Upon further review – the Minnesota Vikings spent a fortune to acquire their new stadium.
The Vaseline Dome has re-entered the media picture in the last few weeks, as new concerns have been raised about the viability of the electronic pull-tab funding mechanism which has fallen $13.2 million short of yearly estimates. Or more accurately, completely fallen apart since the State had expected the pull-tabs to generate $15 million a year, putting the threat of needing general funds to finance a luxury item back on the table.
Flawed or not, the stadium financing figures aren’t the only numbers that have come to light in recent weeks. We now know how much Zygi Wilf and company spent in their multi-year lobbying effort to build a stadium in the exact same location as their current home – $4,270,000.

The Vikings were the 6th largest lobbyist group (by dollars spent) in the last six years. And while the $610,000 spent last year as the stadium was finally approved was a drop in the bucket of the estimated $54 million spent by all lobbyist groups in 2012, the $1.5 million used by the Vikings during 2011-12 would have made them the 3rd largest lobbyist of the cycle. Even lobbying powerhouse Education Minnesota spent slightly less at the Capitol in that period. Purple pride indeed.
$4.2 million for $975 million is a tremendous value (although the Vikings spent millions more in stadium-related advertising). But the end product may not look like such a deal if the financing structure collapses in on itself. Which begs the question – what happens when the State finally admits the pull-tab solution isn’t working?
The state’s $498 million share of the $975 million project is to be paid for through sales of electronic pull-tabs. But the final two pages of the stadium bill provide for two “blink-on” funding provisions as backups. The first is an NFL-themed lottery and the second, if necessary, is a 10 percent tax on luxury suites.
And what of the doomsday scenario, where all three provisions fall short of the money required for the state’s annual payments? At that point, from what I can tell, the state would have to produce money from its general fund — something Gov. Mark Dayton promised not to do when campaigning for the facility.
Would either of these other solutions generate the revenue necessary? A Vikings-themed lotto doesn’t sound fundamentally different than the pull-tab concept. The Minnesota Lottery brought in $123 million in profit last year, but that’s among 9 different games. A 10th lotto isn’t likely to expand the number of people playing, only shrink the total amount left that would otherwise go into the State’s coffers. Besides, over 70% of the funds generated by the lottery go either to paying winners or towards lottery administration.

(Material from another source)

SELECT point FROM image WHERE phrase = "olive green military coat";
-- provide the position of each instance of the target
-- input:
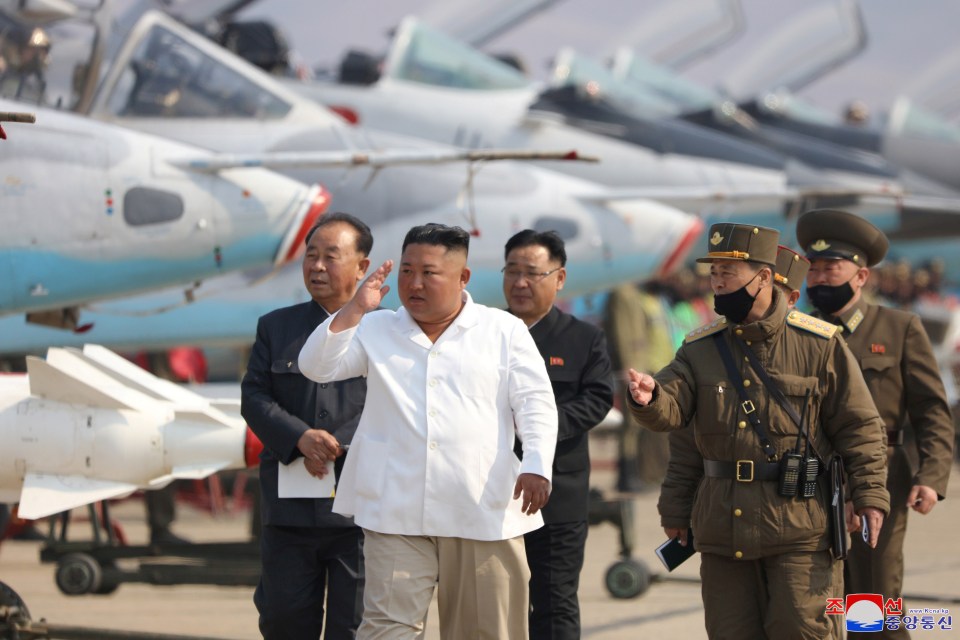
(750, 520)
(901, 371)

The most likely end game for the Vikings stadium financing shell game lies within the 10% luxury suite tax. Current suite rental prices aren’t terrible by NFL standards, running around $15,000 to $26,000 a game. Slapping another $1,500 or $2,000 is unlikely to cause any corporation to abandon their suite, but certainly won’t make the Vikings happy as they compute what to charge going forward.
The only real problem with the luxury tax idea is that it was envisioned as a last-gasp measure, meant to fill in a minor funding short-fall – not the State’s entire share. If the Vikings lotto goes the way of the pull-tab, that’s precisely what the tax will become. And if that occurs, the political football of using general funds will be kicked right at Mark Dayton’s 2014 prospects.